Doação disfarçada de empréstimo pode ser validada sem escritura ou contrato, entende STJ
A Terceira Turma do Superior Tribunal de Justiça (STJ) proferiu um acórdão de grande impacto no direito civil, ao validar uma doação dissimulada de empréstimo mesmo na ausência de escritura pública ou instrumento particular. O colegiado negou provimento a um recurso especial de um ex-marido que buscava anular a venda de um imóvel pela ex-esposa, alegando que o bem havia sido adquirido com recursos supostamente emprestados por ele durante o casamento.
A decisão se baseia no princípio de que a falta de formalidade não pode beneficiar a parte que intencionalmente buscou dissimular o negócio jurídico.
DOCUMENTOS FISCAIS
A ministra Nancy Andrighi, relatora do caso, destacou que a simulação de empréstimo foi comprovada por meio de documentos contábeis do casal, notadamente as declarações de Imposto de Renda, elaboradas sob orientação exclusiva do ex-marido.
A relatora salientou a contradição de se exigir a formalidade legal (escritura pública ou contrato particular, conforme o artigo 541 do Código Civil) para a doação em um caso onde a própria simulação visava evitar tais requisitos. "Tendo havido simulação de empréstimo nas declarações de Imposto de Renda, as formalidades do contrato de doação estarão ausentes; não se pode descaracterizar a doação, por não ter o negócio se revestido de escritura pública ou instrumento particular", afirmou a ministra.
A simulação relativa, modalidade reconhecida pelo Tribunal de Justiça de São Paulo (TJ-SP), ocorreu quando as partes reportaram a celebração de um empréstimo em vez de uma doação, visando elidir tributos e formalidades.
PROTEÇÃO A TERCEIROS
O caso teve início após o divórcio, em regime de separação de bens.

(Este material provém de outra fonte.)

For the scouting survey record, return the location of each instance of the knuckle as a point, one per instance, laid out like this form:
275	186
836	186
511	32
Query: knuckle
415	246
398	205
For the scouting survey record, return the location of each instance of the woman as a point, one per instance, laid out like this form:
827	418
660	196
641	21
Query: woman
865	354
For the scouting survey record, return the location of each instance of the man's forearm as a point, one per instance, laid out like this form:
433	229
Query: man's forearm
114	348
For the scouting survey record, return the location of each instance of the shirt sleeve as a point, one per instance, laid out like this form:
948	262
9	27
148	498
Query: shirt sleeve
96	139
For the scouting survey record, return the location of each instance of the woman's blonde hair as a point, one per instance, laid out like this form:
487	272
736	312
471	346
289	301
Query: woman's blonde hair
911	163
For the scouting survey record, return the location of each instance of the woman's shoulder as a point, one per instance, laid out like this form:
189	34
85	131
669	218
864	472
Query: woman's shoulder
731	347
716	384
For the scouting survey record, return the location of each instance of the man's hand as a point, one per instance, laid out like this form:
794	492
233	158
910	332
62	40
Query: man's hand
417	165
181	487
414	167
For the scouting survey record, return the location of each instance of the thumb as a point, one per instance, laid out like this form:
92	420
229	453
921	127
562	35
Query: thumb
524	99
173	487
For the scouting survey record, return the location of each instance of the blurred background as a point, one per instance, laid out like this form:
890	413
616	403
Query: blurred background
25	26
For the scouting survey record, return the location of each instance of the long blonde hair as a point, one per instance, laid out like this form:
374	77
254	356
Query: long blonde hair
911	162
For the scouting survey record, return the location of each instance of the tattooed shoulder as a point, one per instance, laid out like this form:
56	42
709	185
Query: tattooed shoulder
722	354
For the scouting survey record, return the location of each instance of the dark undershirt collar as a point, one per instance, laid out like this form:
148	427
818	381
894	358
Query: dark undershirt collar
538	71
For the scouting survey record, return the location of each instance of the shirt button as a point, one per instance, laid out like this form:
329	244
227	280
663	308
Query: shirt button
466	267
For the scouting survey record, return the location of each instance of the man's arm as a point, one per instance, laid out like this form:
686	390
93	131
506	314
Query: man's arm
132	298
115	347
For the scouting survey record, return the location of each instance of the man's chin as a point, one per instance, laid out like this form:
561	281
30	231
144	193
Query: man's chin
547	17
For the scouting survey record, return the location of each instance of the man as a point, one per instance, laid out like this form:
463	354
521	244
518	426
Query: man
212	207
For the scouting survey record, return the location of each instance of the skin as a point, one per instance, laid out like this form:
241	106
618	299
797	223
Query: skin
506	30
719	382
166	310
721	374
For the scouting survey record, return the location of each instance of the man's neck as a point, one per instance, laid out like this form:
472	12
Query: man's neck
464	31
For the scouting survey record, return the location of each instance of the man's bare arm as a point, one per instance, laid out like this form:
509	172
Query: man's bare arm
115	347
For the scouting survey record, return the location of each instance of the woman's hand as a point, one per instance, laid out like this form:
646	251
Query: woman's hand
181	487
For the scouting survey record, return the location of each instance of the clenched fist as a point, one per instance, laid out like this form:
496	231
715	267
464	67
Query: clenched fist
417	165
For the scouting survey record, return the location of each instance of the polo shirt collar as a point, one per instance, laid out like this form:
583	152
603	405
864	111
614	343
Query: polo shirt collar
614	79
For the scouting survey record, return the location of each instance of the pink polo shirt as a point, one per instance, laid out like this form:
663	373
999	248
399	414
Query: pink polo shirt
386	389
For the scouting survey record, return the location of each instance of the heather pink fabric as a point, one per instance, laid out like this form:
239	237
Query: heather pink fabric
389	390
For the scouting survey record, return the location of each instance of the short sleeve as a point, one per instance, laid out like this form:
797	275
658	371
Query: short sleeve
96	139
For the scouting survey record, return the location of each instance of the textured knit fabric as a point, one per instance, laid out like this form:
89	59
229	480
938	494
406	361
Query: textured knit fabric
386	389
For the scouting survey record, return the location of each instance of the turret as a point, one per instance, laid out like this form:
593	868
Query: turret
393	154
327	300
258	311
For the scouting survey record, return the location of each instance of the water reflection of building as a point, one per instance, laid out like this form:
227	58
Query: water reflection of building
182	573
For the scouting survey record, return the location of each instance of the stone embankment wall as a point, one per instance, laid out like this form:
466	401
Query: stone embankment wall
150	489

A ex-esposa vendeu uma fazenda que havia recebido por liberalidade do ex-cônjuge. Em resposta, o homem ajuizou ação de cobrança, sustentando que os valores eram um empréstimo.
As instâncias ordinárias, confirmadas pelo STJ, refutaram a tese de empréstimo, reconhecendo a natureza de doação dissimulada, cujo objetivo era fornecer lastro financeiro para a aquisição do imóvel pela então esposa. O TJ-SP havia classificado a operação como um vício de natureza relativa, ou seja, válida em sua essência e forma.
A ministra Andrighi enfatizou que exigir a solenidade do artigo 541 do Código Civil implicaria a invalidação da doação e, consequentemente, a proteção do doador que buscou mascarar o negócio. "Afastar o reconhecimento da doação prejudicaria o fisco e, possivelmente, a terceira adquirente", ponderou a relatora, priorizando a verdade real da transação e o princípio da boa-fé.
O acórdão ressaltou, por fim, que a análise probatória evidenciou o animus donandi (intenção de doar), uma vez que nunca houve cobrança dos valores e não existia expectativa de reembolso, sendo a doação compatível com a incapacidade financeira da donatária. O STJ rechaçou a ideia de conluio, visto que a ex-esposa sempre tratou os valores como doação e não participou da elaboração dos documentos fiscais que simularam o empréstimo.